In the industrial era, firms buy a machine. It costs a lot up front, but there’s a operational life to the machine, and fiscal accounting was created so that the purchase could be depreciated over the life of the machine. So, if we have a factory where a machine last 10 years, we can depreciate it over 10 years. (We could argue about whether that should be straight line, with the same amount of depreciation every year, or an accelerated schedule where we take percentages of a declining balance).
In the information age, do we depreciate investments in knowledge? Traditionally accountants have created a category of goodwill when acquiring a company, that can be amortized over some time. However, the economics associated with an industrial model may not fit well in the information age (or the services economy, as another way of expressing it).
Herbert Simon’s idea of bounded rationality fits into Oliver Williamson’s view on transaction cost economics.
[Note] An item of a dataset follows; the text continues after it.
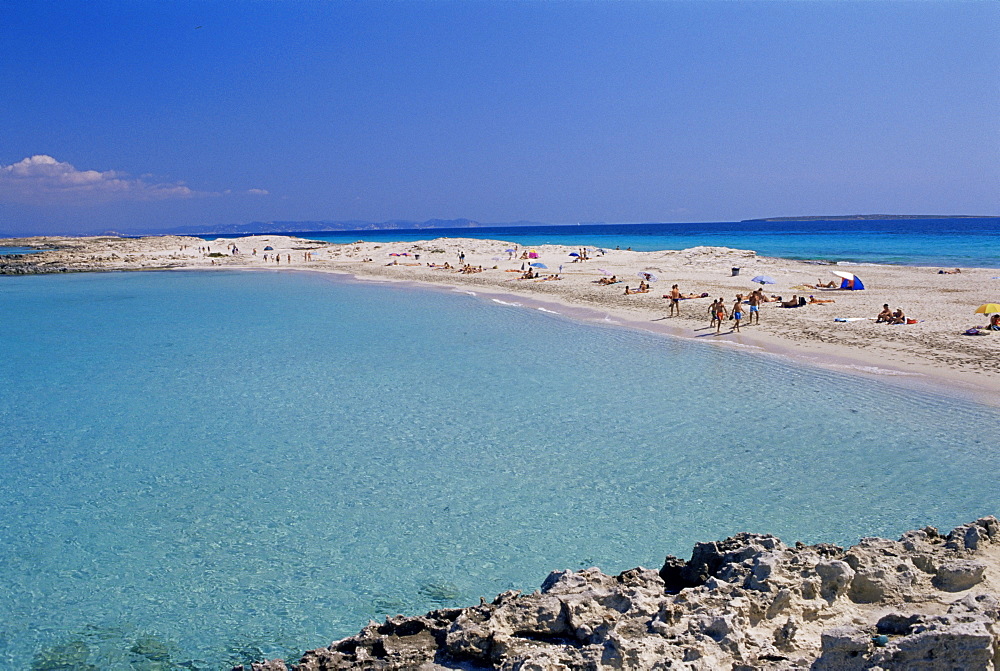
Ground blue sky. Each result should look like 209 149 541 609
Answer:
0 0 1000 235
This is still economists trying to figure out social organizations.
The research in cellular form organizations comes from a different school. It’s not economics, it’s now called organization science. It used to be called either organization design, or related to organizational development. Researchers in these fields are usually psychologists, anthropologists and sociologists.
Economics is sometimes known as the dismal science. As someone who has studied a lot of economics, I actually prefer economic sociology.
In my typing this response, an economist would look at my efforts in terms of utility maximization, that I get more benefit out of doing this, than it costs.
An economic sociology would look at what I’m doing, and consider that I might be giving you a gift. I don’t really calculate the return of investment into friendship, so rationally explaining my behavior is likely to be incomplete.
Pardon my cavalier words but the one-dimensional approaches to thinking such as we find in most English thinkers like Hobbes’ Leviathan, John Locke’s Notes on Freedom or utilitarianism always struck me as one-dimensional and hence really uncivilized…LOL
Maybe psychology may tell us if humans really seek the greatest utility maximization or ROI for their efforts…I don’t think most humans are selfish
This might be relevant to Robert and others under this thread. The following is a comment made by Tim Berners Lee (inventor of the Web at CERN, Geneva) concerning the major corporations (fb, google, amazon) which now control the Web…
"“While the problems facing the web are complex and large, I think we should see them as bugs: problems with existing code and software systems that have been created by people—and can be fixed by people.”
When asked what ordinary people can do, Berners-Lee replied, “You don’t have to have any coding skills. You just have to have a heart to decide enough is enough. Get out your Magic Marker and your signboard and your broomstick."